Los origenes de la doctrina tercer mundista.

Por José Rafael Herrera @JRHERRERAUCV

La doctrina del así llamado tercermundismo parte de la presuposición de que existen unos países que son más desarrollados y poderosos que otros, dando por sentado “el hecho” de que los primeros –como consecuencia del inevitable intercambio económico, social y político mundial– se aprovechan de la ingenuidad, la buena fe y la disposición de los segundos, para terminar sacando mayores y más jugosas ventajas, reduciéndolos a una pobreza cada vez mayor, mientras que ellos –los primeros– se van enriqueciendo groseramente. De manera que la “balanza” siempre termina inclinándose en favor de los más astutos en detrimento de los más ingenuos. Hay algo del discurso rousseauniano sobre el origen de la desigualdad de los hombres en el trasfondo de semejantes presupuestos. Y es que –como diría Rousseau– de no haber existido relación e intercambio alguno entre esos países, de haberse mantenido en la condición originaria, “natural”, sin relación alguna, los unos y los otros tendrían un grado más o menos similar de desarrollo. Los platillos de la balanza se hubiesen mantenido equilibrados. Pero, más allá de los discursos sin tiempo y de los supuestos paraísos primitivos idílicos, característicos de la ratio iluminista, fue a partir del ensayo de Lenin, El imperialismo, fase superior del capitalismo, que comenzó a consolidarse esa doctrina que puede resumirse en los siguientes términos: la prosperidad de los países desarrollados es la consecuencia necesaria del saqueo al que han sometido a los países no desarrollados. Esa es la causa de su pobreza. Se trata, por cierto, de un argumento absolutamente contrario al pensamiento de Marx.

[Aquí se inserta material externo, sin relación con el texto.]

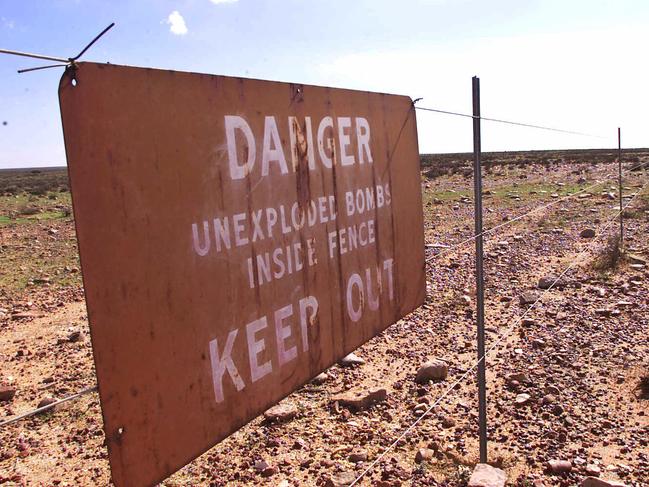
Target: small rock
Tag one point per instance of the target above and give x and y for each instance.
(46, 401)
(485, 475)
(320, 378)
(424, 455)
(528, 298)
(281, 412)
(340, 479)
(360, 400)
(593, 470)
(358, 455)
(559, 466)
(434, 370)
(549, 399)
(7, 393)
(75, 336)
(351, 360)
(269, 472)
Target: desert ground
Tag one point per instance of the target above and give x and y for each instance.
(568, 380)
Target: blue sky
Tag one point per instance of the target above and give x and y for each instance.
(578, 65)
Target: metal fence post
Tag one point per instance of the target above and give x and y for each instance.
(477, 179)
(619, 165)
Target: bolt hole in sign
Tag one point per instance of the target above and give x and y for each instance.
(237, 237)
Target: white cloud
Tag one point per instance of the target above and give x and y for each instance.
(177, 23)
(552, 79)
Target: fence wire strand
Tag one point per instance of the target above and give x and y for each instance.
(42, 409)
(524, 215)
(510, 122)
(499, 339)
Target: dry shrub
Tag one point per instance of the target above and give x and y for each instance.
(609, 256)
(28, 210)
(643, 385)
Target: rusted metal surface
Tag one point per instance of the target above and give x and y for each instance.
(237, 237)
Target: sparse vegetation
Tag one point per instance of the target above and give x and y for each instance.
(608, 257)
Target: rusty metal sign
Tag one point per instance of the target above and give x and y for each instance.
(237, 237)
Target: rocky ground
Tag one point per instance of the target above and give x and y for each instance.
(564, 375)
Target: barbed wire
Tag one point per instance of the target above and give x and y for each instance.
(524, 215)
(439, 254)
(499, 339)
(508, 122)
(42, 409)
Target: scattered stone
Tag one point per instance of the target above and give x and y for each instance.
(361, 400)
(281, 413)
(7, 393)
(522, 399)
(75, 336)
(520, 377)
(27, 314)
(424, 455)
(351, 360)
(320, 378)
(593, 470)
(637, 259)
(358, 455)
(485, 475)
(559, 466)
(528, 298)
(341, 479)
(549, 399)
(46, 401)
(549, 281)
(434, 370)
(596, 482)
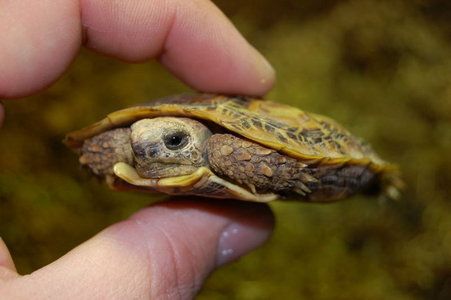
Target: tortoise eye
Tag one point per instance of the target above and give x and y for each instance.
(176, 140)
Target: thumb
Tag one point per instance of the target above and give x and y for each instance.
(165, 251)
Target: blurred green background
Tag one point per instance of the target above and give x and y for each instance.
(381, 68)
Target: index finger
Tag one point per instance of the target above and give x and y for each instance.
(193, 39)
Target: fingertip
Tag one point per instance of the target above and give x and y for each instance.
(6, 260)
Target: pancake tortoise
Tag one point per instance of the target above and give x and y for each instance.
(232, 147)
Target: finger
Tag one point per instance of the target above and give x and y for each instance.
(2, 114)
(7, 267)
(192, 38)
(165, 251)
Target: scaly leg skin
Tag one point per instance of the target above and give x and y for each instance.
(265, 170)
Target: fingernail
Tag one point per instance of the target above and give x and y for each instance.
(238, 239)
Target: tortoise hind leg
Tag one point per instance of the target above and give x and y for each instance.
(201, 183)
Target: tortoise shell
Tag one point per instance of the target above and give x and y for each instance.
(306, 137)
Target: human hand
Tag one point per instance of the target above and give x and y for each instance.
(167, 250)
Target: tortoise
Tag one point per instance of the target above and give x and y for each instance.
(231, 147)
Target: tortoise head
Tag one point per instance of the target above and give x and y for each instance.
(167, 146)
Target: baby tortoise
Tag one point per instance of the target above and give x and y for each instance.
(231, 147)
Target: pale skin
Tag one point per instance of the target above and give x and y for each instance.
(165, 251)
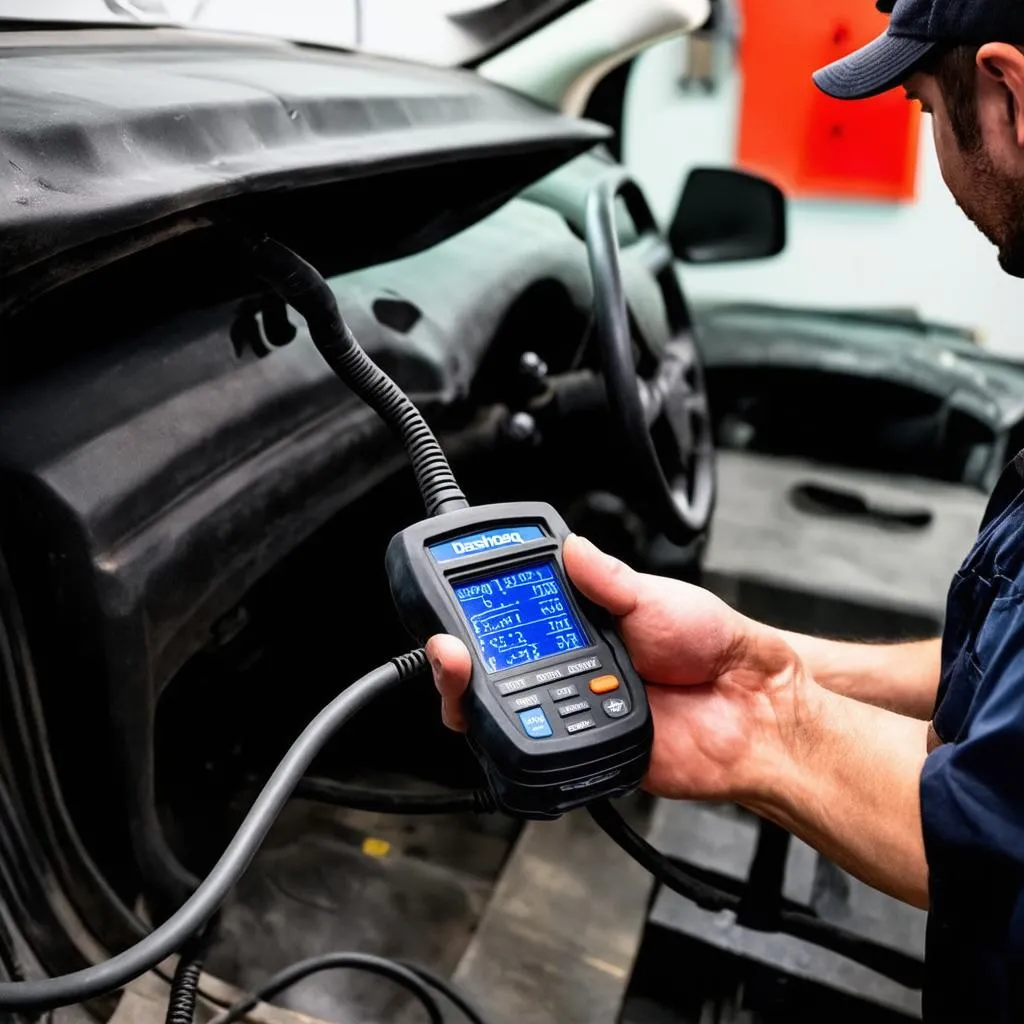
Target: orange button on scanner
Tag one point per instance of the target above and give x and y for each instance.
(604, 684)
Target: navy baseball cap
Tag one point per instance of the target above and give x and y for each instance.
(915, 29)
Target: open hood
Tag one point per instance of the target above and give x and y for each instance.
(114, 137)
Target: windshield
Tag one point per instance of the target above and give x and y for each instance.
(443, 32)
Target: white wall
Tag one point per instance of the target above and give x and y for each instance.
(925, 255)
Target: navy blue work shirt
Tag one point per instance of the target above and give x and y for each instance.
(972, 788)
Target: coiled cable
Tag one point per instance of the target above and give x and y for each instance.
(301, 286)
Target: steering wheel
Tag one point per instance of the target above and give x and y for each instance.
(656, 392)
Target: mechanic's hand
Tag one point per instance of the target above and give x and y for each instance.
(715, 677)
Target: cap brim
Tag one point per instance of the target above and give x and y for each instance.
(873, 69)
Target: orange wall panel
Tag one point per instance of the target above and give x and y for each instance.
(809, 143)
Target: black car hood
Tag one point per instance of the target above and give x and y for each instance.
(112, 131)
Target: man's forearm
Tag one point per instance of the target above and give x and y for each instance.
(848, 784)
(903, 678)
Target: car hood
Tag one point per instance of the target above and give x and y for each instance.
(132, 133)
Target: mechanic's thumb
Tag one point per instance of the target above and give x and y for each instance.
(604, 580)
(452, 667)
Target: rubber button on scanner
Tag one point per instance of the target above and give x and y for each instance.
(580, 725)
(604, 684)
(616, 707)
(524, 702)
(536, 723)
(564, 692)
(577, 708)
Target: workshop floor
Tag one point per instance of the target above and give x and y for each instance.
(334, 881)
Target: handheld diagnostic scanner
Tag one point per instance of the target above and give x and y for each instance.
(557, 714)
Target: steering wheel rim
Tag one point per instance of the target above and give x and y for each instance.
(664, 417)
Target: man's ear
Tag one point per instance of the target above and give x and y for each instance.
(1003, 66)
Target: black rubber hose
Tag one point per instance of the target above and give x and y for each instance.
(399, 974)
(302, 287)
(357, 798)
(899, 967)
(173, 933)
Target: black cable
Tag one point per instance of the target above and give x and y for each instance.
(400, 975)
(184, 985)
(8, 953)
(174, 932)
(357, 798)
(449, 990)
(892, 964)
(305, 290)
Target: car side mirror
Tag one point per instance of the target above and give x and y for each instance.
(726, 216)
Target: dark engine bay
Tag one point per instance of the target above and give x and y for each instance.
(196, 512)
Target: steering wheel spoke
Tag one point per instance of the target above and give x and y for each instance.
(664, 415)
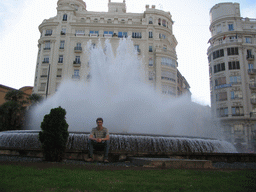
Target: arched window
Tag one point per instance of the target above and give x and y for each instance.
(159, 21)
(65, 17)
(150, 21)
(164, 23)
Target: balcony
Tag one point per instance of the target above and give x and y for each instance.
(251, 71)
(253, 101)
(78, 49)
(94, 35)
(253, 114)
(108, 35)
(77, 63)
(76, 77)
(252, 85)
(250, 57)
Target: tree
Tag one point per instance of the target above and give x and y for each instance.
(54, 135)
(12, 111)
(35, 99)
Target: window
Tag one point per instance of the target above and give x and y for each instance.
(168, 90)
(162, 36)
(150, 48)
(231, 27)
(237, 111)
(218, 53)
(80, 33)
(108, 33)
(150, 21)
(222, 96)
(63, 31)
(220, 81)
(44, 72)
(76, 74)
(94, 33)
(46, 59)
(48, 32)
(248, 40)
(235, 79)
(42, 87)
(122, 34)
(60, 59)
(236, 95)
(167, 75)
(159, 21)
(77, 60)
(250, 66)
(232, 65)
(219, 67)
(164, 23)
(65, 17)
(151, 75)
(210, 58)
(137, 48)
(168, 62)
(62, 43)
(150, 62)
(150, 34)
(47, 45)
(59, 72)
(222, 112)
(218, 28)
(136, 35)
(233, 51)
(232, 38)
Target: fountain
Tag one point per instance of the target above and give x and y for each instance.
(130, 107)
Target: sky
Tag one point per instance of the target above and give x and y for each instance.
(19, 35)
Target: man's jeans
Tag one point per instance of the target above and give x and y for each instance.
(94, 145)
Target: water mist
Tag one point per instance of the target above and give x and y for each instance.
(118, 93)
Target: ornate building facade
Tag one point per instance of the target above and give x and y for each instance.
(231, 57)
(61, 52)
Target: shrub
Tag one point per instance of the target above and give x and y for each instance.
(54, 135)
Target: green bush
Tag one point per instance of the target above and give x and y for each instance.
(54, 135)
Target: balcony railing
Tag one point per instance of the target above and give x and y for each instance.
(253, 114)
(108, 35)
(78, 49)
(252, 71)
(77, 77)
(77, 63)
(252, 85)
(94, 35)
(253, 101)
(250, 57)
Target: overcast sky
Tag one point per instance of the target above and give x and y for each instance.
(19, 34)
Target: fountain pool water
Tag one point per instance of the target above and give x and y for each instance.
(117, 91)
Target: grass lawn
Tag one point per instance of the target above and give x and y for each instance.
(24, 178)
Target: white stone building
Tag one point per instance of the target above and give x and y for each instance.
(63, 37)
(233, 73)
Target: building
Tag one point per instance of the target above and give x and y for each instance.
(27, 91)
(233, 73)
(63, 37)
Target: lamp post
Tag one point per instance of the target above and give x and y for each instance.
(48, 80)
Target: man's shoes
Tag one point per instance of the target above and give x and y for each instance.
(106, 161)
(90, 160)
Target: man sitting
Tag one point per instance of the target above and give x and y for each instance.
(99, 137)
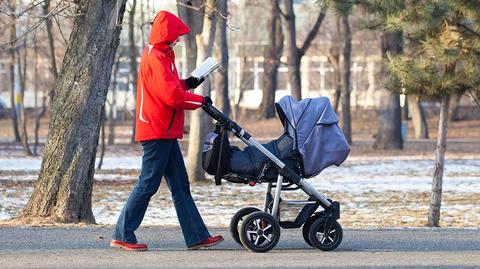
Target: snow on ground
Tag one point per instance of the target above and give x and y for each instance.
(393, 190)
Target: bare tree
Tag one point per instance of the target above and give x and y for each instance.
(102, 139)
(200, 123)
(192, 14)
(133, 61)
(12, 52)
(347, 51)
(51, 46)
(294, 53)
(455, 107)
(113, 105)
(333, 56)
(272, 54)
(221, 78)
(64, 188)
(389, 134)
(22, 76)
(418, 117)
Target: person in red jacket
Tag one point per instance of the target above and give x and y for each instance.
(162, 98)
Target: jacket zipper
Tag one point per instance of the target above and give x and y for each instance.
(171, 121)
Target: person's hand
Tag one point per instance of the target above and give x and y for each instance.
(193, 82)
(207, 100)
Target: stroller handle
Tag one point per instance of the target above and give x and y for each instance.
(215, 113)
(225, 121)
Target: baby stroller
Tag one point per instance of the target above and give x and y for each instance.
(312, 140)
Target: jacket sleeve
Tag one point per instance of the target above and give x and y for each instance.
(169, 89)
(184, 85)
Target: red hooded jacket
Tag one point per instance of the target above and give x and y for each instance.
(161, 96)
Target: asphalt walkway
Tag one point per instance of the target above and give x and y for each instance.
(87, 247)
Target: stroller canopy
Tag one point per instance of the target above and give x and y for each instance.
(313, 124)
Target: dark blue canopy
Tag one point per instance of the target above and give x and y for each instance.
(313, 124)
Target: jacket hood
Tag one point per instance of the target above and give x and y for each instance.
(166, 29)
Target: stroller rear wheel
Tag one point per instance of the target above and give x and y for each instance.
(259, 232)
(325, 239)
(237, 220)
(306, 228)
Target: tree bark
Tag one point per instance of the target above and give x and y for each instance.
(347, 51)
(272, 54)
(389, 133)
(222, 99)
(293, 59)
(334, 60)
(102, 137)
(294, 53)
(22, 72)
(113, 106)
(63, 191)
(200, 123)
(133, 62)
(418, 117)
(51, 48)
(13, 61)
(38, 115)
(455, 108)
(436, 194)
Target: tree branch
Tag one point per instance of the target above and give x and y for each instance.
(277, 5)
(34, 27)
(313, 32)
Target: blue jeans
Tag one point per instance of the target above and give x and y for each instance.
(161, 158)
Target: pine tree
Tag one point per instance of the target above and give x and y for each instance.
(442, 59)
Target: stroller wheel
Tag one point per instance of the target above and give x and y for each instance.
(325, 239)
(237, 220)
(306, 228)
(259, 232)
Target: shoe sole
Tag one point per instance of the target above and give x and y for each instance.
(127, 249)
(206, 246)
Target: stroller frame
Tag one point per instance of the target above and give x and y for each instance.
(321, 222)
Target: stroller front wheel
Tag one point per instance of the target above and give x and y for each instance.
(323, 238)
(237, 220)
(259, 232)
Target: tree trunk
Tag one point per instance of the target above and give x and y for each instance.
(221, 78)
(102, 137)
(64, 188)
(35, 88)
(113, 106)
(13, 93)
(51, 48)
(23, 115)
(334, 60)
(418, 117)
(200, 123)
(455, 108)
(293, 54)
(436, 195)
(347, 51)
(133, 62)
(272, 54)
(243, 85)
(389, 114)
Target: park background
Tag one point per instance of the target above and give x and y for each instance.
(386, 181)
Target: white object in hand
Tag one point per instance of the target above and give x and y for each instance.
(205, 68)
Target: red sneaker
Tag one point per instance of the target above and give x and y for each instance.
(209, 242)
(128, 246)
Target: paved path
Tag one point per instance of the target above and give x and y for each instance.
(390, 248)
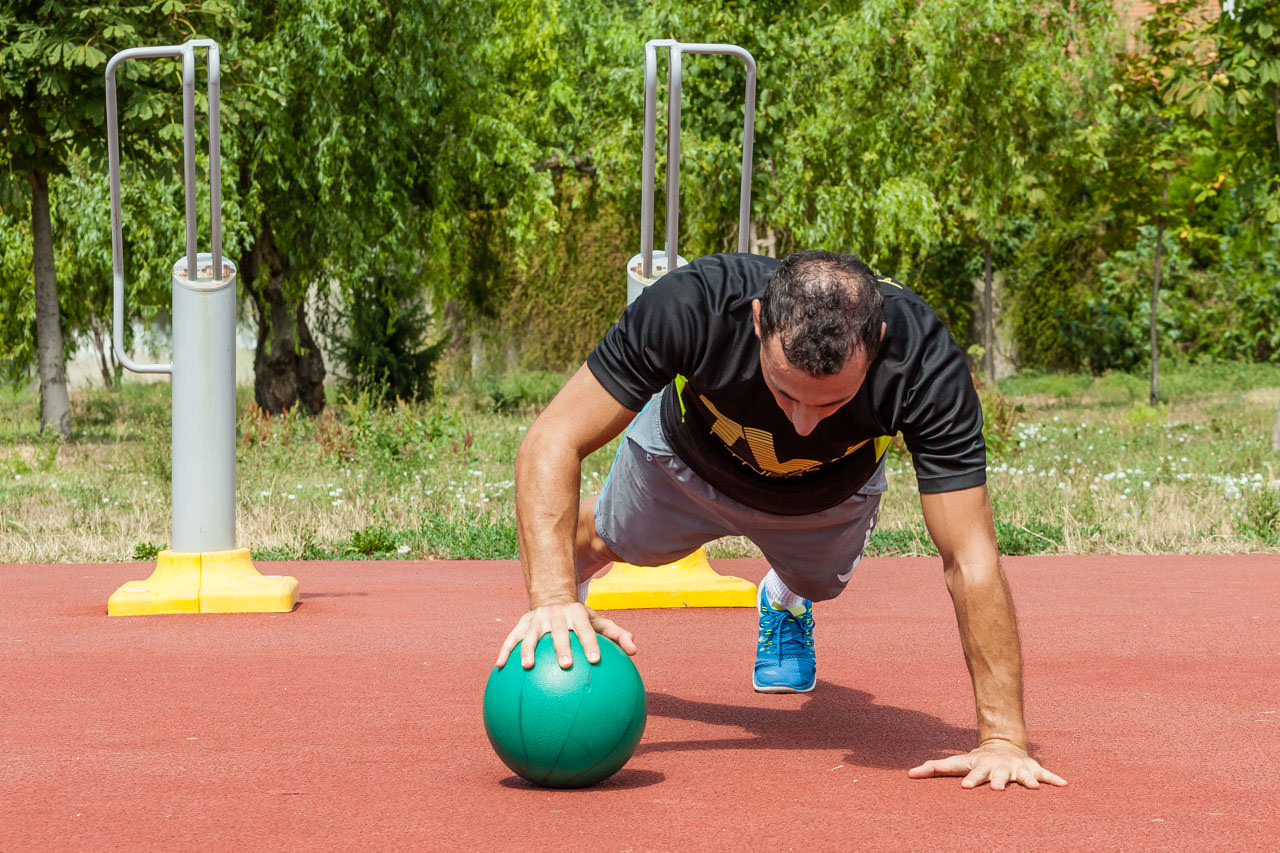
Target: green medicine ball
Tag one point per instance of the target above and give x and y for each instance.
(565, 728)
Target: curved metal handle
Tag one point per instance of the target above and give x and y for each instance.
(184, 51)
(649, 154)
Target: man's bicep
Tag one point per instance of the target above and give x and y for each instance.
(960, 525)
(584, 415)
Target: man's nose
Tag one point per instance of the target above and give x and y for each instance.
(804, 419)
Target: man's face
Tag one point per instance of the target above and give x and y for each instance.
(804, 398)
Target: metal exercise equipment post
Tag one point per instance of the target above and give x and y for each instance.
(690, 582)
(648, 267)
(202, 570)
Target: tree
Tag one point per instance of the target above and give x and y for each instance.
(378, 140)
(923, 131)
(51, 105)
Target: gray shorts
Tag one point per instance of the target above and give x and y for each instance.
(656, 510)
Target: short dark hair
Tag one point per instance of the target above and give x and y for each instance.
(824, 308)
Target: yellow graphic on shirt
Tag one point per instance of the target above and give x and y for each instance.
(759, 442)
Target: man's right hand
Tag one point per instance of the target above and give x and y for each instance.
(558, 620)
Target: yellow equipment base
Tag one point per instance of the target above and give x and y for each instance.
(215, 582)
(688, 583)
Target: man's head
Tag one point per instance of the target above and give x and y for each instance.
(819, 322)
(822, 306)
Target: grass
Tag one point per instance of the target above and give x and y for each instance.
(1078, 465)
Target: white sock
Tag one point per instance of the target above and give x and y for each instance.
(778, 594)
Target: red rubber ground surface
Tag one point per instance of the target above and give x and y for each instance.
(353, 723)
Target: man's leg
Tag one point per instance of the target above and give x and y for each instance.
(590, 552)
(812, 559)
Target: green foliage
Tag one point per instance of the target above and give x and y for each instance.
(521, 391)
(1028, 538)
(146, 551)
(384, 350)
(374, 541)
(1260, 518)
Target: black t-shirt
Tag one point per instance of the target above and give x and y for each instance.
(693, 329)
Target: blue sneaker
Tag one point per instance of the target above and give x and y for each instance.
(785, 661)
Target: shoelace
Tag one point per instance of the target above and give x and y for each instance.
(796, 632)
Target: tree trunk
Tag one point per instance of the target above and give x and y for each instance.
(105, 360)
(55, 407)
(988, 319)
(1155, 299)
(287, 364)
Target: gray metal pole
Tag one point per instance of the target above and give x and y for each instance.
(204, 325)
(648, 165)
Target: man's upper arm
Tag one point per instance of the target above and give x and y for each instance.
(583, 415)
(961, 527)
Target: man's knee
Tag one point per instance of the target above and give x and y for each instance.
(590, 551)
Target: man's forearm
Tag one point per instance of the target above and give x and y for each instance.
(988, 634)
(547, 487)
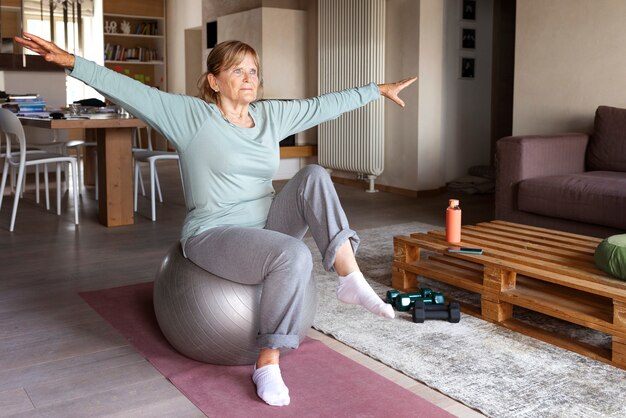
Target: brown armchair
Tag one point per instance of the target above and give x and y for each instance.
(572, 182)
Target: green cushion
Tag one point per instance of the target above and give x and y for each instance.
(610, 256)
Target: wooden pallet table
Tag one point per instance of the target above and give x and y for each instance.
(543, 270)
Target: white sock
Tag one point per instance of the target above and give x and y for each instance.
(270, 386)
(355, 290)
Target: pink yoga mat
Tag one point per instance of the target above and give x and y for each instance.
(322, 382)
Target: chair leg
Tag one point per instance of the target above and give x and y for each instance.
(75, 169)
(143, 190)
(97, 181)
(18, 191)
(23, 185)
(79, 148)
(136, 185)
(4, 181)
(152, 187)
(37, 183)
(59, 188)
(47, 185)
(156, 180)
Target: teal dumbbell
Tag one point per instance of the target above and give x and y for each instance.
(405, 301)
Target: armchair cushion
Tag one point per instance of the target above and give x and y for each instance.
(607, 146)
(596, 197)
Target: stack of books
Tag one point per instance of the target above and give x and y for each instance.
(26, 103)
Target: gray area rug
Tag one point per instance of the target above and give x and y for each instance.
(489, 368)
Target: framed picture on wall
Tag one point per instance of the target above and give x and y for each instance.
(468, 68)
(468, 38)
(469, 10)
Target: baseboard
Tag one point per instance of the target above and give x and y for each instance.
(389, 189)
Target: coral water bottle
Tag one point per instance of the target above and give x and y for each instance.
(453, 222)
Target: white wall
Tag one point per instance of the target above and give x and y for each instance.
(570, 57)
(445, 127)
(181, 15)
(401, 124)
(466, 115)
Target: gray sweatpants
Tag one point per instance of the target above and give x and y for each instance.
(276, 255)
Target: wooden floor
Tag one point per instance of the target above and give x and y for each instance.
(58, 358)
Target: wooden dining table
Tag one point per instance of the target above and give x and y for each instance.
(113, 134)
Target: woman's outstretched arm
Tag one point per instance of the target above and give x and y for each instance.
(392, 90)
(49, 51)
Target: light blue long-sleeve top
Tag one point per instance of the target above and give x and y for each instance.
(227, 170)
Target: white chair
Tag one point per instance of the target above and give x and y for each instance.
(13, 131)
(151, 157)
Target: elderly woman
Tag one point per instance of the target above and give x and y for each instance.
(237, 227)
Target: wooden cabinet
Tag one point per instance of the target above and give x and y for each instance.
(134, 40)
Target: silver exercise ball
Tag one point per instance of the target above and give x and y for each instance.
(211, 319)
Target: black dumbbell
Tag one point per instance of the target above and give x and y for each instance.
(392, 295)
(423, 311)
(405, 301)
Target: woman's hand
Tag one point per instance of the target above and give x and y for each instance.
(49, 51)
(391, 90)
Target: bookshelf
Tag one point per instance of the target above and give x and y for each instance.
(134, 40)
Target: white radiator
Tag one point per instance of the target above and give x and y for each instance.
(351, 54)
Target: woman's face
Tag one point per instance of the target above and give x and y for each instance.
(239, 83)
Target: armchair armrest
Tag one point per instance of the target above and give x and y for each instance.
(522, 157)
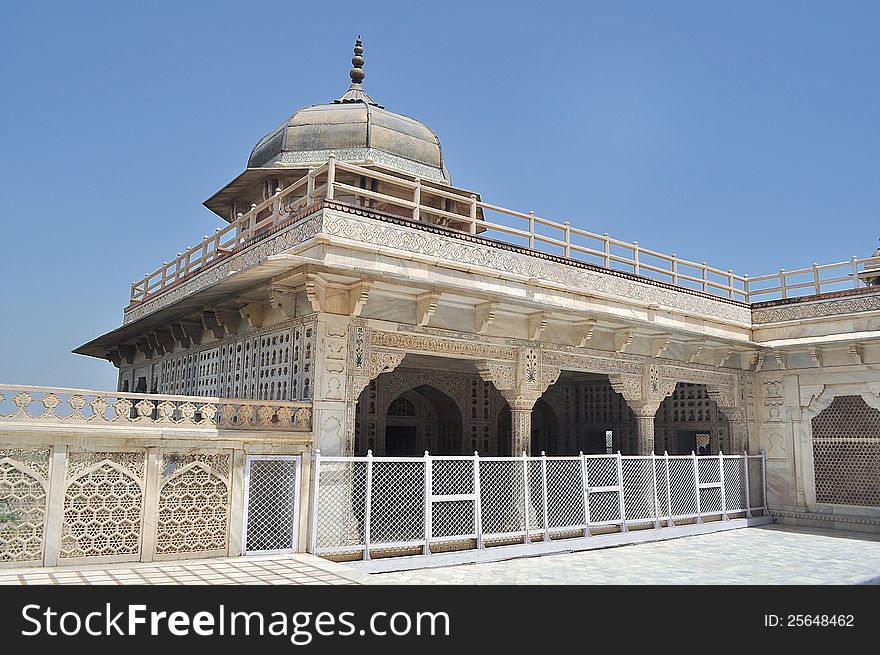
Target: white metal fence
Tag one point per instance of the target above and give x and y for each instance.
(362, 506)
(271, 503)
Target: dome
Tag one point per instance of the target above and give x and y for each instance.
(356, 129)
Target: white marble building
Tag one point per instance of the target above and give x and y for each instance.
(355, 291)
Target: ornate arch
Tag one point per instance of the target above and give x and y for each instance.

De hecho, quien conozca las investigaciones de Marx sobre el modo de producción asiático sabrá que sus conclusiones describen un régimen de opresión, caracterizado por el despotismo tributario, la explotación –hasta el aplastamiento– del hombre por el hombre y el mayor de los atrasos culturales. En su Manifiesto comunista exalta a la sociedad burguesa como uno de los mayores logros históricos obtenidos por la humanidad, entre otras razones por haber establecido nexos de interdependencia entre las naciones: “El descubrimiento de América y la circunnavegación de África abrieron nuevos horizontes y ofrecieron un nuevo terreno a la naciente burguesía. El mercado de las Indias orientales y de China, la colonización de América, el intercambio con las colonias, el aumento de los medios de cambio y de las mercancías en general, dieron al comercio, a la navegación, a la industria, un impulso hasta entonces desconocido y, al mismo tiempo, favorecieron el rápido desarrollo del elemento revolucionario que se hallaba oculto en el seno de la sociedad feudal en descomposición”. Marx no habla de la “resistencia indígena”, sino del “descubrimiento”. No habla de aprovechamiento de unas naciones sobre otras, sino de “intercambio”.


Como –no sin agudeza– afirma Carlos Rangel, “al primer pensador del siglo –se refiere a Marx, citando palabras de Engels– no se le ocurrió jamás sostener que el desarrollo de los países imperialistas y el atraso de los territorios coloniales se debiera en forma sensible a las relaciones (odiosas, quién lo duda) de dominación de los primeros sobre los segundos, nexos en los cuales veía más bien Marx la única promesa del progreso para las áreas que hoy llamamos Tercer Mundo”. En fin, concluye Rangel, “si la tesis de que el imperialismo y la dependencia han determinado la desigualdad de las naciones, tuviera algún fundamento sólido en lugar de ser un edificio propagandístico ad hoc sostenido más por la fe (y por la mala fe) que por los hechos, habría que preguntarse cómo pasaron inadvertidas para Marx y Engels y están ausentes de su formidable esfuerzo por entender y explicar toda la historia”.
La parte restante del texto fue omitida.